At the beginning of each trial, the subjects were asked to orient themselves to the reference position and click a button. Then, the acoustic stimulus was presented. The subjects were asked to point to the perceived position and click the button again. This response represents the test condition without feedback, and it was recorded for the analysis of the localization ability. Then, visual feedback was provided by showing a visual target at the position of the acoustic stimulus. The visual target was a red rotating cube, as in the procedural training of experiment 1. In cases where the target was outside of the field of view, an arrow pointed towards its position. The subjects were asked to find and point at the target, and click the button. At this point in the procedure, the subjects had both heard the acoustic target and seen the visualization of its position. To stress the link between visual and acoustic location, the subjects were asked to return to the reference position and listen to the same acoustic target once more. Then, while the target was still visualized, the subjects had to point at it and click the button again.

With this procedure we intended to teach the subjects to associate the visual and acoustic spatial positions of targets. Additionally, by recording the response during the first phase of the trial, we were able to directly collect data about the localization performance within the training block. Hence, additional test blocks between the training blocks were not required.

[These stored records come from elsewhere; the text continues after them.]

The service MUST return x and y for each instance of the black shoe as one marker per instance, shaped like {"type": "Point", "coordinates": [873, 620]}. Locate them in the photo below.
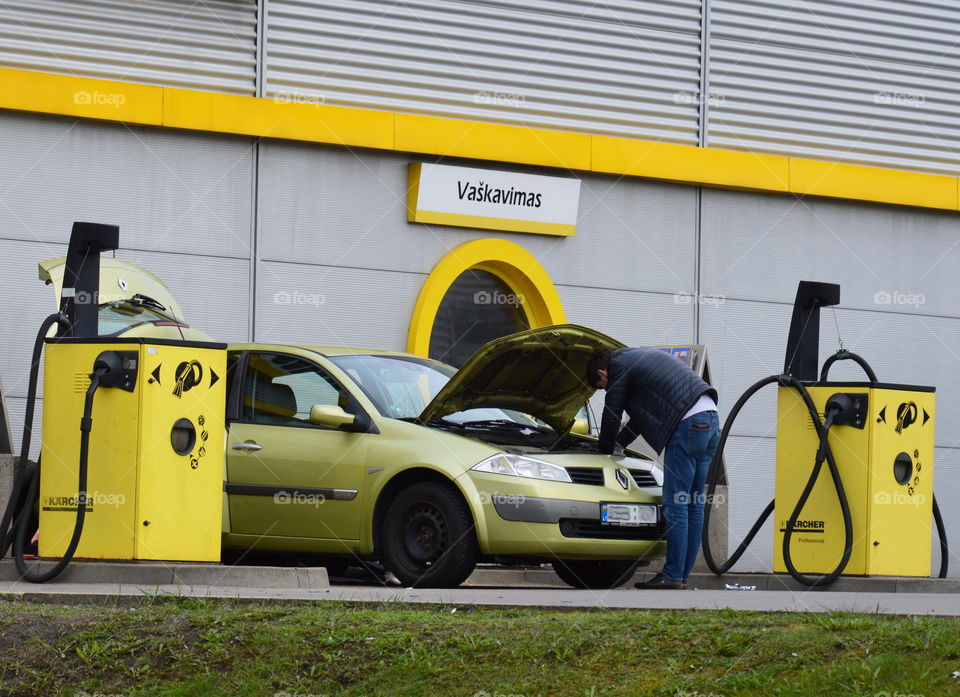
{"type": "Point", "coordinates": [659, 581]}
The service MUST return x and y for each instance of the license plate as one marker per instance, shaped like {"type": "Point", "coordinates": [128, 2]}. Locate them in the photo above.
{"type": "Point", "coordinates": [632, 514]}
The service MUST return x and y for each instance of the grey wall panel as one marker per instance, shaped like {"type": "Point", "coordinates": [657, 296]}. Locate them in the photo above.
{"type": "Point", "coordinates": [214, 292]}
{"type": "Point", "coordinates": [746, 342]}
{"type": "Point", "coordinates": [169, 191]}
{"type": "Point", "coordinates": [299, 303]}
{"type": "Point", "coordinates": [751, 473]}
{"type": "Point", "coordinates": [636, 319]}
{"type": "Point", "coordinates": [862, 82]}
{"type": "Point", "coordinates": [207, 45]}
{"type": "Point", "coordinates": [26, 302]}
{"type": "Point", "coordinates": [335, 207]}
{"type": "Point", "coordinates": [615, 68]}
{"type": "Point", "coordinates": [758, 246]}
{"type": "Point", "coordinates": [946, 476]}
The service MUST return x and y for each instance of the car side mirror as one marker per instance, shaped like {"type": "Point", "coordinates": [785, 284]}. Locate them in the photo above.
{"type": "Point", "coordinates": [330, 415]}
{"type": "Point", "coordinates": [581, 427]}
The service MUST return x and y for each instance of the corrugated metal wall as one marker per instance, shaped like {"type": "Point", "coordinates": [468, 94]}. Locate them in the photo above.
{"type": "Point", "coordinates": [625, 68]}
{"type": "Point", "coordinates": [208, 45]}
{"type": "Point", "coordinates": [863, 81]}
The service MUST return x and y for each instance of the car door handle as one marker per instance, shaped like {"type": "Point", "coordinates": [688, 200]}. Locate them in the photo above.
{"type": "Point", "coordinates": [247, 446]}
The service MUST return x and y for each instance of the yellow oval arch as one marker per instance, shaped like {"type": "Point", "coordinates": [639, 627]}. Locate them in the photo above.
{"type": "Point", "coordinates": [510, 262]}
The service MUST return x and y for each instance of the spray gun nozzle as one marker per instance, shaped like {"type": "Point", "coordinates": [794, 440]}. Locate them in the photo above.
{"type": "Point", "coordinates": [848, 408]}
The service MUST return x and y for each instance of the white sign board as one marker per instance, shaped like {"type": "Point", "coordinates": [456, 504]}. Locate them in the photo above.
{"type": "Point", "coordinates": [494, 200]}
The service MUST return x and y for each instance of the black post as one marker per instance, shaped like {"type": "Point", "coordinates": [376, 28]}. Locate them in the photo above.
{"type": "Point", "coordinates": [79, 298]}
{"type": "Point", "coordinates": [803, 343]}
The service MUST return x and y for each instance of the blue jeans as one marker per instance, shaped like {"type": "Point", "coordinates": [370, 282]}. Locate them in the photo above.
{"type": "Point", "coordinates": [685, 466]}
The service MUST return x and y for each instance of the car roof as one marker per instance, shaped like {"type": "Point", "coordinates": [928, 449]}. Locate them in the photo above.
{"type": "Point", "coordinates": [322, 350]}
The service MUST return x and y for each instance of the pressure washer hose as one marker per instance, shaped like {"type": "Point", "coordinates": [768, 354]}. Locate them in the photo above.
{"type": "Point", "coordinates": [824, 452]}
{"type": "Point", "coordinates": [31, 482]}
{"type": "Point", "coordinates": [21, 474]}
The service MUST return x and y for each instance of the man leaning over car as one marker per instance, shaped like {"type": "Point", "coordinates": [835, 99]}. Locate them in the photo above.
{"type": "Point", "coordinates": [669, 406]}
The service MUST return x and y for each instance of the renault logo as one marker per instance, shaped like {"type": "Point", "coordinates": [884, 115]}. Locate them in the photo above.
{"type": "Point", "coordinates": [623, 479]}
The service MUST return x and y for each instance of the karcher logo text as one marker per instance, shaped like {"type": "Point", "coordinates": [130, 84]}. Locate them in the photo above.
{"type": "Point", "coordinates": [804, 526]}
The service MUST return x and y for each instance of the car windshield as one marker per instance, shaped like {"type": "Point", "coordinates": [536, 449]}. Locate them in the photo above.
{"type": "Point", "coordinates": [402, 386]}
{"type": "Point", "coordinates": [120, 315]}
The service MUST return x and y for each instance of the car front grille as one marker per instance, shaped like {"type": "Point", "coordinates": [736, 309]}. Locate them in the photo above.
{"type": "Point", "coordinates": [594, 529]}
{"type": "Point", "coordinates": [586, 475]}
{"type": "Point", "coordinates": [643, 478]}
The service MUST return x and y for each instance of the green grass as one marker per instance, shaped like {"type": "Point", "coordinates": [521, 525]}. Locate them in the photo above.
{"type": "Point", "coordinates": [196, 647]}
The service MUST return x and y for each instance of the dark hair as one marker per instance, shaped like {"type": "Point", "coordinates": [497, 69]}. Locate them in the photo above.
{"type": "Point", "coordinates": [600, 360]}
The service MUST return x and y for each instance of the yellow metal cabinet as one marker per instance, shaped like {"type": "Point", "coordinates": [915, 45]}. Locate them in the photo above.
{"type": "Point", "coordinates": [156, 460]}
{"type": "Point", "coordinates": [887, 473]}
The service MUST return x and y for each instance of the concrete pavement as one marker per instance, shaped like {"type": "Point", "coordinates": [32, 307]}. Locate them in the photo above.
{"type": "Point", "coordinates": [86, 582]}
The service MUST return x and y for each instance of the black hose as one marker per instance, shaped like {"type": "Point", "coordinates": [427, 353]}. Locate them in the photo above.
{"type": "Point", "coordinates": [22, 529]}
{"type": "Point", "coordinates": [824, 452]}
{"type": "Point", "coordinates": [21, 476]}
{"type": "Point", "coordinates": [713, 475]}
{"type": "Point", "coordinates": [844, 355]}
{"type": "Point", "coordinates": [942, 534]}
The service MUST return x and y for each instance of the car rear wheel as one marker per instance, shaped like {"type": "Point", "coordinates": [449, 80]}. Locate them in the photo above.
{"type": "Point", "coordinates": [598, 575]}
{"type": "Point", "coordinates": [428, 537]}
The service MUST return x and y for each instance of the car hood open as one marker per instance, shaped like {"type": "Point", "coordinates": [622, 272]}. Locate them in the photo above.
{"type": "Point", "coordinates": [122, 280]}
{"type": "Point", "coordinates": [119, 280]}
{"type": "Point", "coordinates": [540, 372]}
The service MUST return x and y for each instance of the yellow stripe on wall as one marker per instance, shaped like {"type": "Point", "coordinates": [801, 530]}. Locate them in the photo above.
{"type": "Point", "coordinates": [66, 95]}
{"type": "Point", "coordinates": [489, 223]}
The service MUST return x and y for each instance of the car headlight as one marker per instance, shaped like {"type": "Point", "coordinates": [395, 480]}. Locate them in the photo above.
{"type": "Point", "coordinates": [520, 466]}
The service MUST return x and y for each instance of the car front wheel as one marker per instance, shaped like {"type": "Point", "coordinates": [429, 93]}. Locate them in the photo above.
{"type": "Point", "coordinates": [598, 575]}
{"type": "Point", "coordinates": [428, 537]}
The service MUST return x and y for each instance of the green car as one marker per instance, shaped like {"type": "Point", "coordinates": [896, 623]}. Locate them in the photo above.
{"type": "Point", "coordinates": [378, 455]}
{"type": "Point", "coordinates": [391, 456]}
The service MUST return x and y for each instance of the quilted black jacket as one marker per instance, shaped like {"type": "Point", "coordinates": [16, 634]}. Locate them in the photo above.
{"type": "Point", "coordinates": [655, 389]}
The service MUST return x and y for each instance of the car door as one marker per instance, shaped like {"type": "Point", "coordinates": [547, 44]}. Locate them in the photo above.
{"type": "Point", "coordinates": [286, 476]}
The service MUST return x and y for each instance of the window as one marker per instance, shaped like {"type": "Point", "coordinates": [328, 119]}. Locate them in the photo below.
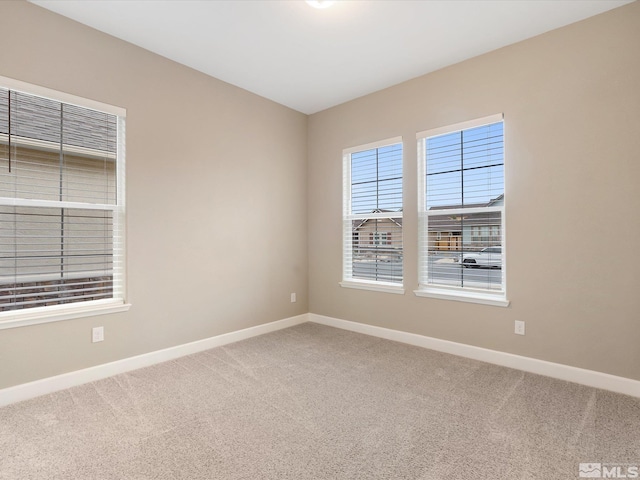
{"type": "Point", "coordinates": [461, 212]}
{"type": "Point", "coordinates": [61, 206]}
{"type": "Point", "coordinates": [372, 220]}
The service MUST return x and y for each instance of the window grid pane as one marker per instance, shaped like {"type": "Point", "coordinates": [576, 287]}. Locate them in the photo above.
{"type": "Point", "coordinates": [463, 213]}
{"type": "Point", "coordinates": [373, 221]}
{"type": "Point", "coordinates": [62, 157]}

The subjects were trained in blocks of 50 trials, reduced from 100 trials because each trial lasted at least twice as long as in experiment 1. Subjects completed one block within 20 to 30 minutes, after which they took a break. Up to six blocks were performed per session, with one or two sessions per day. Depending on the availability of the subjects, 600 to 2200 trials were completed, over a span of 2 to 32 days (20 days on average).

Results

Figure 7 shows the lateral precision error, quadrant error, and local polar precision error as a function of trials and averaged over position. Each line shows the performance of an individual subject with the identification code shown in the legend. The data shown at “Naive” represent the results from experiment 1. The other data show the progress of training in steps of 200 trials. In the two top panels, each point represents a lateral precision error as an average over 400 trials. The variance of each average was estimated by bootstrapping (Efron and Tibshirani 1993). For each point, 200 lateral precision errors were calculated. Each lateral precision error was calculated from 400 bootstrapped samples that were randomly drawn with replacement from the pool of the last 400 collected trials. The standard deviation of the 200 lateral precision errors is shown in Fig. 7 as vertical bars at the data points. For the lateral bias and polar bias, the data showed no consistent trends as a function of trials and therefore were omitted. In the middle and bottom panels of Fig. 7, the quadrant errors and local polar precision errors, respectively, were calculated similarly.

Figure 7
(color online). Training results for each subject. Left panels: head-pointing method; Right panels: manual-pointing method. Top panels: lateral precision errors; Middle panels: quadrant errors; Bottom panels: local polar precision errors. The data shown ...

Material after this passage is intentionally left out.